William Bartlett and his son Leland were charged in October following an investigation by Montana Fish Wildlife and Parks about an elk shot by Leland –who could not have a hunting license because of a previous poaching conviction.
As part of plea agreements, William forfeited his right to get a hunting, fishing or trapping license for five years, and Leland’s right was suspended for a decade. For the next five years, the pair are also banned from accompanying any hunter, fisher or trapper into the field.
The son will also have to make presentations at hunter’s education courses about what he did and the consequences he faces.
FWP game warden Bill Koppen, who investigated the crime, said that in addition to officers, other residents in the area will likely be keeping an eye on the Bartletts over the coming seasons.
“Anybody can turn anybody in. If you’re thinking you’re getting away with it just because the warden didn’t see it, you’re wrong,” he said. “It upsets people when this kind of thing happens.”
According to a court affidavit, U.S. Forest Service officer Tyler Robinson was working out at a Seeley Lake gym during the start of early rifle season in September 2015 when the gym owner Terryl Bartlett – William’s wife and Leland’s mother – told him her husband and son were out hunting and that they had killed an elk.
Leland later told Robinson he'd killed the elk. Because of a prior elk poaching conviction in Beaverhead County, Leland’s hunting privileges had been suspended from December 2013 to December 2015.
Weeks later, William told FWP game warden Chris Hamilton that his wife had killed the elk. But Robinson had seen her working at the gym during the hunting trip.
Hamilton and Robinson later spoke and realized they had been told conflicting stories.
As FWP game wardens began to investigate, Leland changed his story and said his mom had been with them and killed the elk. Terryl told a warden she had been there and made the kill, but cited a different rifle and number of shots than what Leland described. Another employee at the gym confirmed to investigators Terryl had been working the days of the hunt.

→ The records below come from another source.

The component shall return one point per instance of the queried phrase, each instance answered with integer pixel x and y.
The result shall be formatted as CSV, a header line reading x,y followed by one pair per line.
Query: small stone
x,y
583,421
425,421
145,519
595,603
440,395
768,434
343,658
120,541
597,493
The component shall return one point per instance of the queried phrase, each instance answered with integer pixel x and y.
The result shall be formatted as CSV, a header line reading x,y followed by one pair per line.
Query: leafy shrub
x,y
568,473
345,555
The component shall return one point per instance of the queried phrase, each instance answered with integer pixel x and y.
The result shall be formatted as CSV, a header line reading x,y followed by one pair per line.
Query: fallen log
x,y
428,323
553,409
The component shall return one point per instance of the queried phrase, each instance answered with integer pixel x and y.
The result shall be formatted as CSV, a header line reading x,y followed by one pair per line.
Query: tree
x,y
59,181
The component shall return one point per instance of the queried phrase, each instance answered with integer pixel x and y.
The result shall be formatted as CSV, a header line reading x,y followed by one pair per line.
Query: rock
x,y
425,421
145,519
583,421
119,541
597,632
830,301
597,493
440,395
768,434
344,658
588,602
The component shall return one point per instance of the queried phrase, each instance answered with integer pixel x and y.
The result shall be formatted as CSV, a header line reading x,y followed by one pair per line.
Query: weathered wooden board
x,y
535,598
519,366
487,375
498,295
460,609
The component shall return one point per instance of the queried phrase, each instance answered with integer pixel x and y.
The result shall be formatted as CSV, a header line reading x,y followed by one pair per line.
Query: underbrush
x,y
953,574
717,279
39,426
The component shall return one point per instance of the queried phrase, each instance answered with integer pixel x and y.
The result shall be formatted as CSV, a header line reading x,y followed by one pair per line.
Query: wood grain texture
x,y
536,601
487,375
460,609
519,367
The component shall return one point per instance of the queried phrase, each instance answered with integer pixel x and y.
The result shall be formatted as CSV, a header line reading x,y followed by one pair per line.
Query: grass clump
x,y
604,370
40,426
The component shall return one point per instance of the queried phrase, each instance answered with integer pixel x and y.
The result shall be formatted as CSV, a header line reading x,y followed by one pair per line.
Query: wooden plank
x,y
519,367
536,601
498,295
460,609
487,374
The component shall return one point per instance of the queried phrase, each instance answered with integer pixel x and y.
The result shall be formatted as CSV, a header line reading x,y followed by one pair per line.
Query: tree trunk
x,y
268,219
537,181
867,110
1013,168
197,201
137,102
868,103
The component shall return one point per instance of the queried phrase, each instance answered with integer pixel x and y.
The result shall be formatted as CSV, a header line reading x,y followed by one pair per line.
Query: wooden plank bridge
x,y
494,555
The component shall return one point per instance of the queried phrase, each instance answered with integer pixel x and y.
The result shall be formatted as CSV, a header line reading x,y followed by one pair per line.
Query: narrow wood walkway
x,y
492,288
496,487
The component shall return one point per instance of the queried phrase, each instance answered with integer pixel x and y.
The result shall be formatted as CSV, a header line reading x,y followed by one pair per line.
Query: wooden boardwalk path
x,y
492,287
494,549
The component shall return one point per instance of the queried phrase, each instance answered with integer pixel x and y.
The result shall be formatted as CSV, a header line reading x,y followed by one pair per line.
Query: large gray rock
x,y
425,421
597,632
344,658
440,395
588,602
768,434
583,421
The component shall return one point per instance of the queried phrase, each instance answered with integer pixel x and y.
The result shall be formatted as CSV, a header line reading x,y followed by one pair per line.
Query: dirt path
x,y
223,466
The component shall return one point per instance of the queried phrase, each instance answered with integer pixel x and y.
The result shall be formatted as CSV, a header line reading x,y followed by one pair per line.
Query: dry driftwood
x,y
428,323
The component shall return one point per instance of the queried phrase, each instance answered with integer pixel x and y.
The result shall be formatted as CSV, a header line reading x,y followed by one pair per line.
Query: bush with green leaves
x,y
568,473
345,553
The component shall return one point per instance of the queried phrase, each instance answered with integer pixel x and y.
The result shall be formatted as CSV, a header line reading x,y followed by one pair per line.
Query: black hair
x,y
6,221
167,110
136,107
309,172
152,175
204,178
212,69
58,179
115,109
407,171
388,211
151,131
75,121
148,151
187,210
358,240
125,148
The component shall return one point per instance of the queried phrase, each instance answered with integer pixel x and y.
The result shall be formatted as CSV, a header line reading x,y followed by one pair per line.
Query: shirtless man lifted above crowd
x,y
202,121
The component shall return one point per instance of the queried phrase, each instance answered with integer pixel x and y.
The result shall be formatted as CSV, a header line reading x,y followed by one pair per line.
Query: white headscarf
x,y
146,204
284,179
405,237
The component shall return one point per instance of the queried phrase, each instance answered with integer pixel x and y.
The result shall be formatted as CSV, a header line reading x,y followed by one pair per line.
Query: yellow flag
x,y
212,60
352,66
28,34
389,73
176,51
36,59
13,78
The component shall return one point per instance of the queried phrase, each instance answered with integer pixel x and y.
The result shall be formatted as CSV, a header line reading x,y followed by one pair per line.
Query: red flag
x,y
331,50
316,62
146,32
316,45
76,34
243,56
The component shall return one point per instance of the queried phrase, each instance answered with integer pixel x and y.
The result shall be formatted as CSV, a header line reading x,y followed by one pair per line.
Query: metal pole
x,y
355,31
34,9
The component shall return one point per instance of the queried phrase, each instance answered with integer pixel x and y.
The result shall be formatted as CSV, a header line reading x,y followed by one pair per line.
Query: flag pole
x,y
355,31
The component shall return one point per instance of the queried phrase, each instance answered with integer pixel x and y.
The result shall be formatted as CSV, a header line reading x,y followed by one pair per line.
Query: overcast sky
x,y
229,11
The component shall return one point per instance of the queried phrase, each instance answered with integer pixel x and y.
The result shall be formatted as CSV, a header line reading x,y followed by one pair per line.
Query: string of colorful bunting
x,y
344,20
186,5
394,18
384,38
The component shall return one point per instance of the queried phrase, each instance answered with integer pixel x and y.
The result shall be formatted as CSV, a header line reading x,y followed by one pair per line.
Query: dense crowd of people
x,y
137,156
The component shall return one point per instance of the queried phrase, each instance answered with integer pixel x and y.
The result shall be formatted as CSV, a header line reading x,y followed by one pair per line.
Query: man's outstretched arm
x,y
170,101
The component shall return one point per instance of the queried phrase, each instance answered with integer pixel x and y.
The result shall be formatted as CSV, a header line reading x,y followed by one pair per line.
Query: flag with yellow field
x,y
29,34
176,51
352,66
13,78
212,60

William stopped answering investigators’ questions after being told they knew his wife had been at work when he said she'd been hunting with them, according to the affidavit.
Investigators obtained a warrant for cell phone records, and found Terryl’s phone had been making and receiving calls from a Missoula tower during the days of the hunt, which would have been impossible if she'd been hunting in the Bob Marshall.
Several FWP employees told the investigator Leland had shown them pictures on his phone of the elk’s antlers. When asked to present the antlers, William initially said they had been stolen before agreeing through his attorney to turn them over.
Terryl eventually pleaded guilty to obstructing a peace officer and received a several hundred dollar fine.
Under the plea agreements with the father and son, the Missoula County Attorney’s Office agreed to defer prosecution for five years of the felony charge.
William received an 18-month suspended jail sentence and 100 hours of community service. Leland got a two-year suspended jail sentence with 250 hours of service. The father was fined $3,000, the son $4,000, and the pair are responsible for an additional $8,000 in restitution to Montana Fish, Wildlife and Parks.